Apocalypse hits Festival Walk. A Biblically-proportioned catastrophe in the form of a plague of hailstones the size of golf balls wipes the shopping mall off the face of the Earth. The adjacent Kowloon Tong MTR station – the conduit for endless millions of Mainland visitors – disappears with it. The sight of the Louis Vuitton outlet crumbling beneath a torrent of water and rubble as the roof caves in surely leaves us in little doubt of the Almighty’s displeasure. The righteous rejoice as the sinners suffer divine vengeance.
Venerable hong Swire joined with its ‘red capitalist’ buddy CITIC Pacific in developing the Festival Walk site back in the 1990s. Even at that time, the plan was to use the KCR rail connection to deliver a future deluge of cross-border shoppers. CITIC Pacific sold its stake to its partners a few years later, only to see the profits obliterated by losses arising from an Australian Dollar hedging disaster. Swire escaped today’s wrath by selling the whole thing to the Singapore government’s Temasek sovereign wealth fund – not noted for its great timing – three years ago.
While God may be an Englishman, He smiles on Taiwan. As floods destroy Hong Kong’s glittering shrines to the Mainland Mammon, Taipei enjoys perfect weather for 100,000 to 700,000 (approx) people from all backgrounds protesting the renegade non-country’s proposed services trade pact with Beijing. Sympathizers also assemble in the Big Lychee and elsewhere, and among the slogans are calls for unity between Hong Kong and Taiwan in the face of the undemocratic Mainland.
It was all the way back in the 1980s that ‘paramount leader’ Deng Xiaoping proclaimed that Hong Kong would be an example to Taiwan of how reunion with the motherland – ‘one country, two systems’ – would be positive and beneficial. A stroke of genius, everyone said. Now, Hong Kong is cited as proof of the need for Taiwan to steer clear of Beijing’s embrace.

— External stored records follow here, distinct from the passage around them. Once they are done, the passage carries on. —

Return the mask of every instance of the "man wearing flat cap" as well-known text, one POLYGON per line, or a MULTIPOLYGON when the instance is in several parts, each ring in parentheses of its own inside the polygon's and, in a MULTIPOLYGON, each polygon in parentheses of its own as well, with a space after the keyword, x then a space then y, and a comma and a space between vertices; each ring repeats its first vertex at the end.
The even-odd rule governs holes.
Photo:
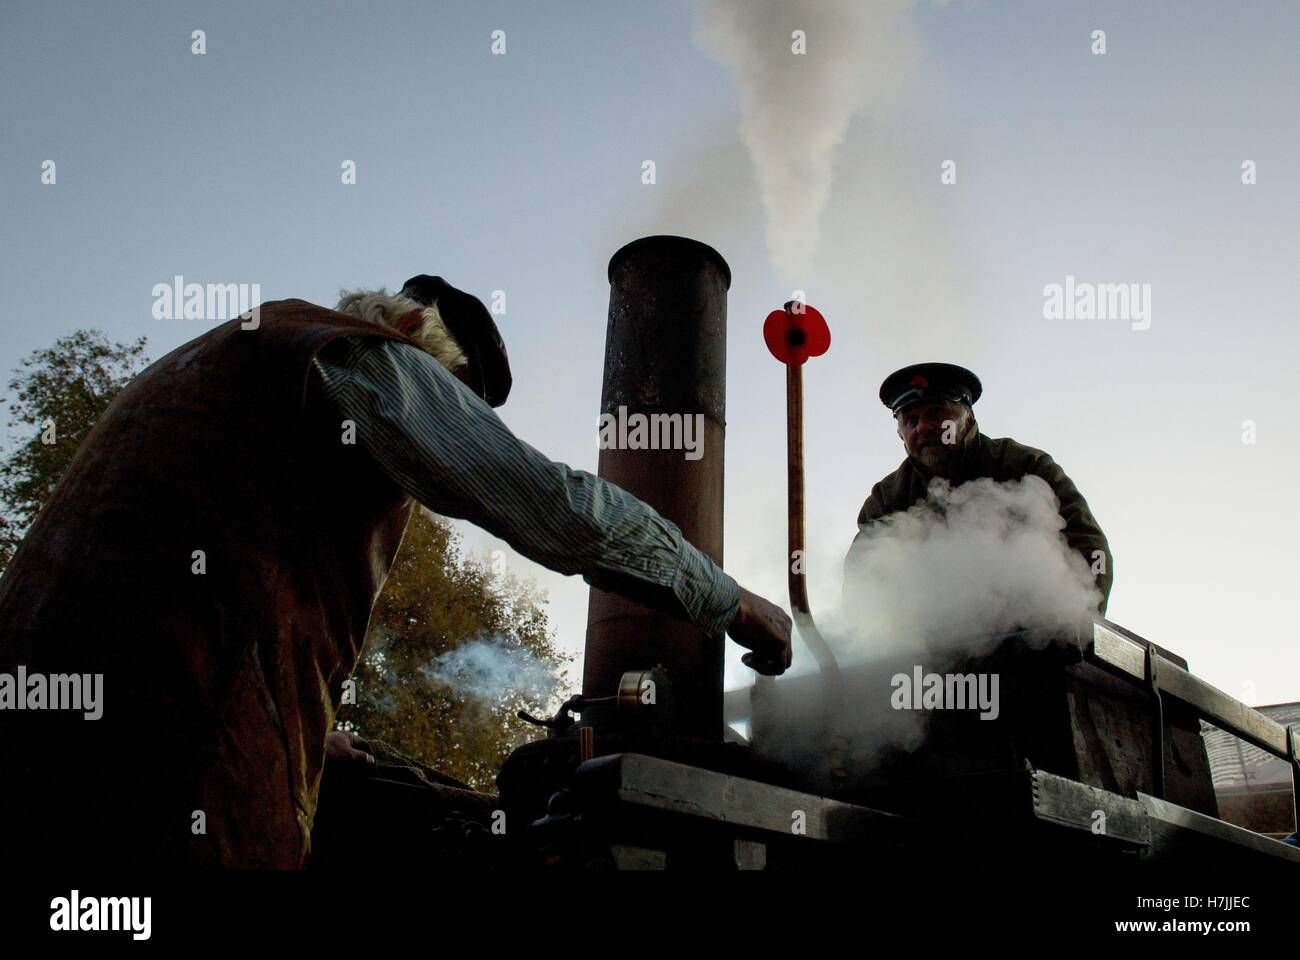
POLYGON ((991 439, 980 432, 972 408, 981 392, 975 374, 951 363, 918 363, 885 378, 880 400, 897 421, 907 459, 871 488, 858 513, 858 535, 850 557, 867 538, 871 524, 924 500, 935 477, 957 486, 980 477, 1002 481, 1033 474, 1047 481, 1060 501, 1066 542, 1093 571, 1102 596, 1098 610, 1105 613, 1114 581, 1110 546, 1087 501, 1042 450, 1009 437, 991 439))
POLYGON ((368 759, 331 730, 416 501, 789 666, 789 618, 515 437, 510 386, 487 308, 426 275, 262 304, 135 377, 0 580, 0 673, 102 677, 98 717, 0 715, 8 852, 303 865, 327 756, 368 759))

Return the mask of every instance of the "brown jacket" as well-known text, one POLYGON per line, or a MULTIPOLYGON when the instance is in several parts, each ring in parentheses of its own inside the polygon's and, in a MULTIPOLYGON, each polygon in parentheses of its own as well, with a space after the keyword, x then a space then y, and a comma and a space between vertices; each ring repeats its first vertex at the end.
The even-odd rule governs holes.
MULTIPOLYGON (((952 482, 956 486, 980 477, 1018 480, 1029 474, 1042 477, 1051 486, 1052 492, 1061 502, 1060 511, 1065 520, 1063 532, 1066 542, 1083 555, 1089 569, 1093 568, 1094 551, 1100 550, 1105 554, 1104 569, 1096 575, 1097 589, 1102 595, 1098 609, 1101 613, 1105 613, 1106 605, 1110 600, 1110 588, 1115 580, 1114 559, 1111 556, 1110 545, 1106 542, 1106 535, 1102 533, 1101 527, 1093 519, 1092 512, 1088 509, 1088 501, 1083 499, 1074 482, 1057 466, 1056 461, 1042 450, 1016 443, 1009 437, 994 440, 976 429, 972 431, 963 447, 961 463, 952 482)), ((918 468, 909 457, 897 470, 872 487, 871 495, 867 497, 866 503, 858 513, 859 529, 858 535, 853 540, 854 546, 866 536, 866 528, 869 524, 891 513, 906 510, 917 501, 924 500, 929 481, 930 477, 926 472, 918 468)), ((852 554, 853 547, 849 548, 849 552, 852 554)))
POLYGON ((103 717, 0 715, 7 827, 78 859, 303 863, 413 506, 309 387, 317 351, 358 333, 406 339, 263 304, 257 329, 177 348, 96 423, 0 582, 0 670, 102 673, 103 717))

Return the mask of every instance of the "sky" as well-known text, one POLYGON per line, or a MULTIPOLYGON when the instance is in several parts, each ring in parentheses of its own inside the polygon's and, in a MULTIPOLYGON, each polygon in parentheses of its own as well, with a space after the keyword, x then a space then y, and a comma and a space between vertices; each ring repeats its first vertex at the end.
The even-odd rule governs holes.
MULTIPOLYGON (((744 127, 746 55, 701 33, 729 4, 7 0, 0 372, 88 326, 162 356, 213 325, 153 317, 177 274, 325 305, 439 274, 504 291, 499 413, 594 471, 609 257, 693 237, 733 277, 740 583, 784 601, 784 373, 761 324, 800 289, 833 335, 805 375, 814 611, 837 603, 857 512, 904 456, 880 381, 946 360, 982 379, 985 433, 1048 451, 1087 498, 1115 555, 1110 619, 1247 702, 1300 700, 1300 5, 849 7, 840 24, 829 0, 788 3, 750 37, 784 57, 805 29, 845 105, 809 135, 823 200, 782 207, 744 127), (793 272, 774 239, 797 247, 793 272), (1067 277, 1149 285, 1149 326, 1046 317, 1067 277)), ((784 95, 810 123, 829 102, 784 95)), ((471 550, 503 546, 458 526, 471 550)), ((579 653, 585 584, 508 556, 579 653)))

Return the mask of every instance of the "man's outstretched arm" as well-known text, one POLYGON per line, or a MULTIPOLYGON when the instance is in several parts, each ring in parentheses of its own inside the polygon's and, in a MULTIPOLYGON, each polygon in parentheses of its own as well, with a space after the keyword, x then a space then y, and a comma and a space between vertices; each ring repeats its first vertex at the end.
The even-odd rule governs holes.
POLYGON ((789 665, 788 626, 783 650, 766 633, 779 633, 779 608, 743 591, 646 503, 524 443, 433 357, 367 337, 323 354, 315 368, 340 416, 356 423, 359 445, 429 509, 789 665))

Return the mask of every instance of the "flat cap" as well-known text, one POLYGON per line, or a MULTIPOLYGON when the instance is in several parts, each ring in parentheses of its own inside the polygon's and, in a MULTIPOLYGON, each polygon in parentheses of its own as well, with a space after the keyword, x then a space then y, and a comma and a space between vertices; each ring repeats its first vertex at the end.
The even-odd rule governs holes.
POLYGON ((954 363, 914 363, 880 385, 880 402, 898 413, 917 400, 963 400, 973 404, 984 388, 979 377, 954 363))
POLYGON ((470 387, 494 407, 505 403, 512 382, 510 358, 483 301, 427 273, 407 280, 401 295, 426 307, 437 304, 448 332, 469 358, 470 387))

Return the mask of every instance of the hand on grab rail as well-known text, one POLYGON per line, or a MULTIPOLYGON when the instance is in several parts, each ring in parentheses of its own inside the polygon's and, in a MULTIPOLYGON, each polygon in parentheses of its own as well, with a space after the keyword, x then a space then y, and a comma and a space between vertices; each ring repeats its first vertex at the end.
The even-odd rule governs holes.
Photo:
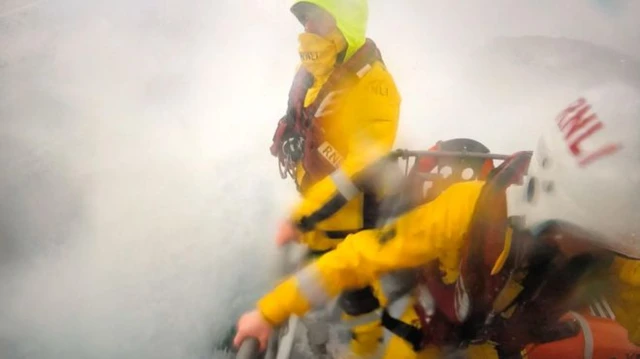
POLYGON ((239 348, 246 339, 255 338, 260 344, 260 352, 262 352, 267 348, 267 341, 271 333, 273 333, 271 324, 264 319, 259 311, 253 310, 243 314, 238 320, 233 345, 239 348))
POLYGON ((238 353, 236 354, 236 359, 255 359, 258 357, 260 353, 259 349, 260 343, 256 338, 247 338, 242 344, 240 344, 240 349, 238 349, 238 353))

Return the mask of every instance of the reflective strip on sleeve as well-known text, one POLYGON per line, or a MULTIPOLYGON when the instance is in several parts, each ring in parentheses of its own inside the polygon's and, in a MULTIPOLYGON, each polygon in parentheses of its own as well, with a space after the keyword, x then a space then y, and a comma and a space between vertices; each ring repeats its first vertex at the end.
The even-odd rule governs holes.
POLYGON ((417 271, 414 268, 389 272, 380 277, 382 293, 387 301, 393 302, 397 298, 409 293, 417 284, 417 271))
POLYGON ((392 317, 401 318, 404 312, 407 310, 407 308, 409 308, 410 302, 411 302, 411 295, 410 294, 403 295, 402 297, 390 303, 387 306, 387 311, 389 312, 389 315, 391 315, 392 317))
POLYGON ((335 184, 336 188, 338 188, 338 192, 340 192, 340 194, 344 198, 346 198, 347 201, 350 201, 355 196, 357 196, 358 193, 360 193, 358 187, 353 184, 351 179, 347 176, 346 173, 344 173, 344 171, 338 169, 333 171, 333 173, 331 173, 329 176, 333 180, 333 184, 335 184))
POLYGON ((323 307, 331 299, 322 286, 320 272, 315 264, 306 266, 295 275, 298 289, 314 308, 323 307))
POLYGON ((343 319, 343 322, 347 328, 355 328, 361 325, 378 322, 380 321, 381 315, 381 311, 378 309, 366 314, 345 318, 343 319))

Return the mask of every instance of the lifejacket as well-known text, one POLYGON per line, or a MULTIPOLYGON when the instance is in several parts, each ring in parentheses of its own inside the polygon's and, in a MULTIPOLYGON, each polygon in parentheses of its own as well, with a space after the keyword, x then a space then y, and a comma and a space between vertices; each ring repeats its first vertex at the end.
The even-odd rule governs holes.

If any doubts remain that forces beyond human understanding have taken control, the Standard quotes a feng-shui expert who says that hail storms covering wide areas indicate political upheavals to come: “It could be a case of people’s complaints not being heard,” he says. As a thousand jars of SaSa skin-whitening cream swept by the flood down the escalators from the mall to the station bob disconsolately along the submerged MTR tracks, we can only wonder at his uncanny insight.